Ontem deambulava à noite os olhos pelas estantes de livros (parece que o talentoso Alain de Botton tem uma valência que tem a ver com receitar livros consoante estados de alma).

Peguei em "Montaigne" de Stefan Sweig e estive entre ontem à noite e esta manhã (ao acordar) entretido.  Este livro cruza-se com uma conversa que tive no outro dia com a minha prima Maria e o Bernardo, o seu marido. Ambos trabalham com arte e o Bernardo é mesmo artista. Ora, sem eu me lembrar exactamente sobre o que é que abordámos em concreto, o  Bernardo disse-me algo que me tem deixado a pensar.  Enquanto artista, o que ele procura de reconhecimento é ser reconhecido pelos seus pares. Na verdade, aqueles que estão em melhores condições para julgar o nosso trabalho são aqueles que vivem nele. 

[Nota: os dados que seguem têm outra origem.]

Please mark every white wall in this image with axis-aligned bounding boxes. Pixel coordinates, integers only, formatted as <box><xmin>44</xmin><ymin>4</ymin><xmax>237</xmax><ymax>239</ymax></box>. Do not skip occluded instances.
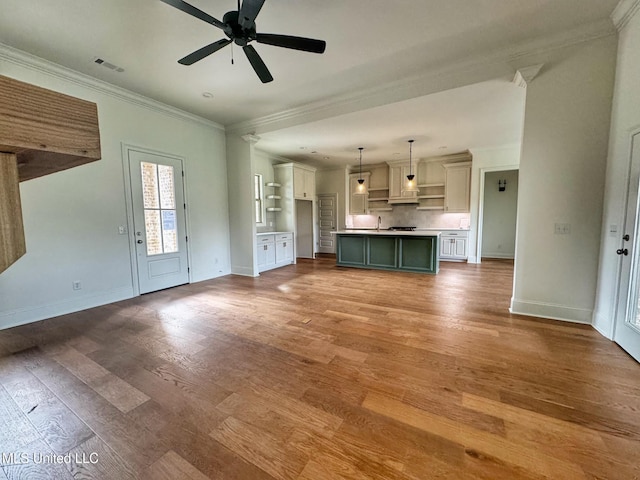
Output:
<box><xmin>511</xmin><ymin>36</ymin><xmax>617</xmax><ymax>323</ymax></box>
<box><xmin>468</xmin><ymin>144</ymin><xmax>524</xmax><ymax>263</ymax></box>
<box><xmin>0</xmin><ymin>52</ymin><xmax>230</xmax><ymax>328</ymax></box>
<box><xmin>482</xmin><ymin>170</ymin><xmax>518</xmax><ymax>258</ymax></box>
<box><xmin>593</xmin><ymin>5</ymin><xmax>640</xmax><ymax>338</ymax></box>
<box><xmin>227</xmin><ymin>134</ymin><xmax>258</xmax><ymax>277</ymax></box>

Eu sempre tentei evitar grupos fechados, onde o ar pode parecer mais "rarefeito": a abertura à transdisciplinaridade sempre me pareceu interessante. Tenho um pouco de resistência aos corporativismos que pouco aceitam o pensar diferente. O notável exemplo do Impressionismo, em que grandes como Monet foram banidos de expor no Grand Palais penso que é eloquente por si só. No entanto, percebo o que o Bernardo diz. O exercício critico do que se faz passa-se em todas as profissões. No mundo da arquitectura, por exemplo, organizam-se colóquios e exposições. Discute-se as opções estéticas, a linguagem. E o grande público, naturalmente passa ao lado de tudo isso. O seu crivo é muito menos exigente e, a mais das vezes, satisfaz-se com o que se lhe dá, com o produto das modas e das conveniências. Daí que muitas vezes também os artistas (e isto se estende em boa verdade a todos os campos) optem apenas por uma lógica comercial.

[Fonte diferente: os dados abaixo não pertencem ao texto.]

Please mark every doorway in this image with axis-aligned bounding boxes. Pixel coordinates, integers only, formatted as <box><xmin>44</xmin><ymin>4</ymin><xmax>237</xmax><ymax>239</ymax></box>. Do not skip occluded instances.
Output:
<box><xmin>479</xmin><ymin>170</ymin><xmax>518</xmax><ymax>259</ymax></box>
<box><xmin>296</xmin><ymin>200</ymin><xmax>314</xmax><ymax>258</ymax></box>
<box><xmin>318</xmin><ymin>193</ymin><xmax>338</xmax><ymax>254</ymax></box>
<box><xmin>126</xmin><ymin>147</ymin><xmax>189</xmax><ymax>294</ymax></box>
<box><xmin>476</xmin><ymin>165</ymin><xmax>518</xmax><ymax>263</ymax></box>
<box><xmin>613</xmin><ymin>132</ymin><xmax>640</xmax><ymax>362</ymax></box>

Montaigne, no seu tempo parece que esteve 10 anos encerrado numa torre. Assim se sentiria verdadeiramente ele, sem concessões, livre enfim. Meditava com os seus botões sobre a vida, deixou-nos os "Ensaios", um extraordinário testemunho de sabedoria de vida.

A liberdade de ser exige uma disciplina difícil. Alain de Botton, no seu livro "Status Anxiety" fala-nos do que é a nossa procura por agradar aos outros. Vivemos certamente condicionados e o nosso amor-próprio depende também do reconhecimento dos demais. Na adolescência tentamos marcar a nossa identidade, mas com os anos a nossa identidade passa a ser muito, muito condicionada pelo reconhecimento dos demais.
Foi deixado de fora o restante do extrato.